I’ve taken the chance pf a few days without commitments to investigate how we shall be using RDF. We’ve got several projects where we are starting to use it – CrystalEye – WWMM, eChemistry, SPECTRa : JISC and other ORE-based projects. I’ve been convinced for a few years that CML+RDF has to be the way forward for representing chemistry – the only question was when. CML gives the precision that is required for defining the local structure of objects (such as molecules) and RDF gives the flexibility for supporting a very diverse community who have different approaches and needs. It’s a balance between these two.
RDF represents information by triples – classically
subject – predicate – object
Here’s an example from WP:
<rdf:RDF xmlns:rdf="http://www.w3.org/1999/02/22-rdf-syntax-ns#" xmlns:dc="http://purl.org/dc/elements/1.1/"> <rdf:Description rdf:about="http://en.wikipedia.org/wiki/Tony_Benn"> <dc:title>Tony Benn</dc:title> <dc:publisher>Wikipedia</dc:publisher> </rdf:Description> </rdf:RDF>
To an English-speaking person, the same information could be represented simply as:
The title of this resource, which is published by Wikipedia, is ‘Tony Benn’
[Tony Benn is a well-known socialist UK politician much respected by people of all parties and none.]
This can be represented by a graph (from the W3C validator service) :
This is a very simple graph. The strength of RDF is that you can add a new triple anywhere and keep on doing it. The weakness of RDF is that you can add a new triple anywhere and keep on doing it. You end up with graphs of arbitrary structure. The challenge of ORE is to make sense of these.

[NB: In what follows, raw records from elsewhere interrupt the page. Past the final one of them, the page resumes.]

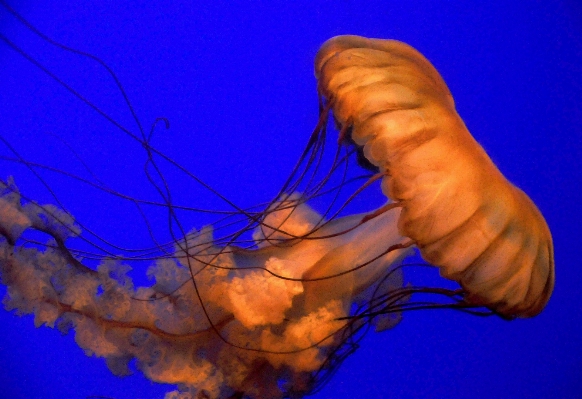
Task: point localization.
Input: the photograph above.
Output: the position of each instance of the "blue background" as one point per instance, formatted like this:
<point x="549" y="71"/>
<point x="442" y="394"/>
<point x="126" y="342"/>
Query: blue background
<point x="236" y="82"/>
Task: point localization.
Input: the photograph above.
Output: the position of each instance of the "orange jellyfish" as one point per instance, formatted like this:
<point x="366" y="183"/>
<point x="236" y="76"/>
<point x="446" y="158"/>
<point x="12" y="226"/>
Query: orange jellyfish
<point x="460" y="211"/>
<point x="267" y="302"/>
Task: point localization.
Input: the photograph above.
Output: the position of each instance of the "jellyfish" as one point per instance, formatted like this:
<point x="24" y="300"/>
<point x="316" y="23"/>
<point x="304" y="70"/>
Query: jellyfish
<point x="267" y="301"/>
<point x="459" y="210"/>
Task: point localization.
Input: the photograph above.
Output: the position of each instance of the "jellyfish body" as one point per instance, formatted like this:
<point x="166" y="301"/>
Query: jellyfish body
<point x="461" y="212"/>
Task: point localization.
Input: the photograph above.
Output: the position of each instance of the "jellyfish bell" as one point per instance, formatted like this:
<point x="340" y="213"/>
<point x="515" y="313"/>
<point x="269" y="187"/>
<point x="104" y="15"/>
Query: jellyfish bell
<point x="465" y="217"/>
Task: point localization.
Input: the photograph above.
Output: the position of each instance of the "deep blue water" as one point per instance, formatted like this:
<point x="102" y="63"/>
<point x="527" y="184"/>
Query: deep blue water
<point x="236" y="82"/>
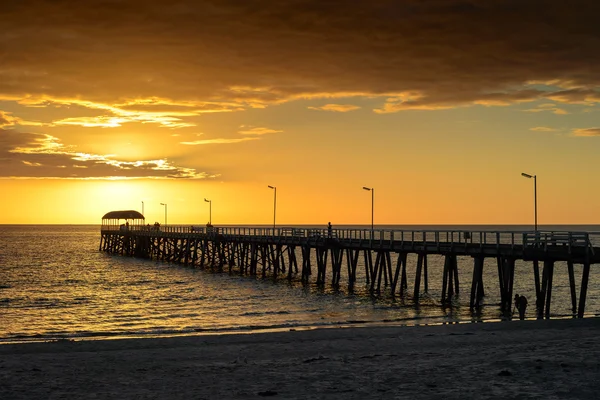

Molecules have a variable RDF structure, We have to cater for molecules with no names, a hundred names, many properties, parameter constraints, etc. And the data are changing constantly and can come from many places. So there needs to be a versioning system and RDF is almost certainly the best way to tackle this. So here is a typical molecule:
The quality is bad because the graph is much larger and had to be scaled down (you can click it). But it shows the general structure – a “molecule” node, with about 10 “properties” (in the RDF sense) and 3-4 layers.
The learning curve for RDF is steep. The nomenclature is abstract and takes some time to become familiar with. Irritatingly there are at least 4 different syntaxes and some parts of them are very similar. Several query languages as well. However having spent a day with Jena, I can now create RDF from CML and it makes a lot of sense. (Note that it’s relatively easy to create RDF from XML, but no guarantee that arbitrary RDF can be transformed to XML).
The key thing that you have to learn is that almost everything is a Uniform Resource Identifier (URI) or a literal. So up to now we have things in CML such as dictRef, convention, units. In RDF alll these have to be described by URIs. This is hard work but very good discipline and helps to firm up CML vocabulary and dictionaries.
So we now have over 100,000 chemical triples and should be able to do useful things very soon.
Is the molecule intended to have repeated instances of the same dipole?
(1) Thanks Joe, probably not 🙂
The information is derived from Wikipedia and even with the infoBox in XML parsing is not trivial. It is mots likely a bug in how I build the RDF graph.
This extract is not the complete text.